It was not easy to apologize for the rough treatment he had inflicted, and Tony blundered and stammered in his attempts to do so; but M'Gruder laughed it all off with perfect good-humor, and said, “My wife will forgive you, too, one of these days, but not just yet; and so we'll go and have a bit o' dinner our two selves down the river. Are you free to-day?”
Tony was quite free and ready to go anywhere; and so away they went, at first by river steamer, and then by a cab, and then across some low-lying fields to a small solitary house close to the Thames,—“Shads, chops, and fried-fish house,” over the door, and a pleasant odor of each around the premises.
“Ain't we snug here? no tracking a man this far,” said M'Grader, as he squeezed into a bench behind a fixed table in a very small room. “I never heard of the woman that ran her husband to earth down here.”

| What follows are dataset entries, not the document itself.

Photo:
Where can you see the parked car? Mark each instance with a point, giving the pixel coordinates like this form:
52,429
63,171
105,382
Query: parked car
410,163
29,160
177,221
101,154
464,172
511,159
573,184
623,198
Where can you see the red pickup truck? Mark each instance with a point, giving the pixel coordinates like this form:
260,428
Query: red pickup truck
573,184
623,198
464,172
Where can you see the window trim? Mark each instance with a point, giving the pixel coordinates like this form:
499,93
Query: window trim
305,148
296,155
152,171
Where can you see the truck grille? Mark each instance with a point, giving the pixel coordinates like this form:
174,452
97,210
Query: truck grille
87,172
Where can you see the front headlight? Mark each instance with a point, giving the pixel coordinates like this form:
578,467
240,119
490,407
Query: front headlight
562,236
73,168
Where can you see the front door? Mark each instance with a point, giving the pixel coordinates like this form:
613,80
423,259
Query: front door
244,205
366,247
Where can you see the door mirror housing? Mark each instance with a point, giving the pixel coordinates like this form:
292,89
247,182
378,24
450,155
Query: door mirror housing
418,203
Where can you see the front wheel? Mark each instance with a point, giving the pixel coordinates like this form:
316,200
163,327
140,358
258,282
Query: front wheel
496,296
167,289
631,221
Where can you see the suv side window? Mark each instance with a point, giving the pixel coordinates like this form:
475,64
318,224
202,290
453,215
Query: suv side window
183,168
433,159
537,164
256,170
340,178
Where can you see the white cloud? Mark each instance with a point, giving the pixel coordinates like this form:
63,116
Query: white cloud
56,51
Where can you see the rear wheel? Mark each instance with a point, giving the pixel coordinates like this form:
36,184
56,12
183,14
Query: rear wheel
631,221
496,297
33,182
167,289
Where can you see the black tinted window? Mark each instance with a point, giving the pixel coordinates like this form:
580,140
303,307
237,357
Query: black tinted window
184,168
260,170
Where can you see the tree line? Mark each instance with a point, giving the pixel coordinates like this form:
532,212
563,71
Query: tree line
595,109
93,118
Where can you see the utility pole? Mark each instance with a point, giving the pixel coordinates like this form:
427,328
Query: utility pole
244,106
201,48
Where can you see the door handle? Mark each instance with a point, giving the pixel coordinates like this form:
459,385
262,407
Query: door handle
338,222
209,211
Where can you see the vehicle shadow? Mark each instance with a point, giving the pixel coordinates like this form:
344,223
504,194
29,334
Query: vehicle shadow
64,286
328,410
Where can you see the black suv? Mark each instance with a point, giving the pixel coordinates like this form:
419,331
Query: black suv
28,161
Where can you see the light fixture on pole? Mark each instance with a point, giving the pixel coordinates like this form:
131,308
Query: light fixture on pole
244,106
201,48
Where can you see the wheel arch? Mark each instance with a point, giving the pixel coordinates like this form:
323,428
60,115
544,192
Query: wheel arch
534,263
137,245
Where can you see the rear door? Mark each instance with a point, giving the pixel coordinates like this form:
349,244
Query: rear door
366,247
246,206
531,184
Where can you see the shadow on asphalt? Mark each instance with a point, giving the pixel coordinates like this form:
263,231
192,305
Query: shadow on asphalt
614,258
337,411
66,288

That this same sense of security had a certain value in M'Grader's estimation was evident, for he more than once recurred to the sentiment as they sat at dinner.
The tavern was a rare place for “hollands,” as M'Grader said; and they sat over a peculiar brew for which the house was famed, but of which Tony's next day's experiences do not encourage me to give the receipt to my readers. The cigars, too, albeit innocent of duty, might have been better; but all these, like some other pleasures we know of, only were associated with sorrow in the future. Indeed, in the cordial freedom that bound them they thought very little of either. They had grown to be very confidential; and M'Gruder, after inquiring what Tony proposed to himself by way of a livelihood, gave him a brief sketch of his own rise from very humble beginnings to a condition of reasonably fair comfort and sufficiency.
“I 'm in rags, ye see, Mr. Butler,” said he, “my father was in rags before me.”
“In rags!” cried Tony, looking at the stout sleek broadcloth beside him.
“I mean,” said the other, “I 'm in the rag trade, and we supply the paper-mills; and that's why my brother Sam lives away in Italy. Italy is a rare place for rags,—I take it they must have no other wear, for the supply is inexhaustible,—and so Sam lives in a seaport they call Leghorn; and the reason I speak of it to you is that if this messenger trade breaks down under you, or that ye 'd not like it, there's Sam there would be ready and willing to lend you a hand; he 'd like a fellow o' your stamp, that would go down amongst the wild places on the coast, and care little about the wild people that live in them. Mayhap this would be beneath you, though?” said he, after a moment's pause.
“I 'm above nothing at this moment except being dependent; I don't want to burden my mother.”
“Dolly told us about your fine relations, and the high and mighty folk ye belong to.”